Wx: sample mass, 0.1 g; v₁: adding the volume of the crude enzyme solution in the reaction system, wherein 2 mu L is 0.002 mL; v₂: the total volume of the crude enzyme solution is 1 mL; t: reaction timeIntermittent, 1 min; v₃: the total volume of the reaction was 198. mu.L + 2. mu.L-200. mu.L-0.2 mL; v₄: 1mL of the system. Dilution times are as follows: 5. the measurement results are shown in Table 10.

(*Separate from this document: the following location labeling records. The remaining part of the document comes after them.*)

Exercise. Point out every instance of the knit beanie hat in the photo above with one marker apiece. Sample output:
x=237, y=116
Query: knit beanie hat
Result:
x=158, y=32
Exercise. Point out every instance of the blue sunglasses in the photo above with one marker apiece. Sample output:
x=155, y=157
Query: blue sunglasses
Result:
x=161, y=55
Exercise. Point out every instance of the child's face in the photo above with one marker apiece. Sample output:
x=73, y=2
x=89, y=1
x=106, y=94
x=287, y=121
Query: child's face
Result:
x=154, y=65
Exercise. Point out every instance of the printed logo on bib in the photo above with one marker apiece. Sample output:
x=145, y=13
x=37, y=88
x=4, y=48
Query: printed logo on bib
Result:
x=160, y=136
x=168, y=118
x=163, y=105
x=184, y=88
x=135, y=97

TABLE 10 results of trypsin activity assay in fish intestinal tract of each group

3. Intestinal enzyme activity significance analysis

Analysis-comparative mean-one-way ANOVA test was selected in the tool bar using SPSS analysis software. The results of intestinal pepsin activity and trypsin activity in tables 9 and 10 were analyzed for significance, and the results are shown in table 11, fig. 12, and fig. 13.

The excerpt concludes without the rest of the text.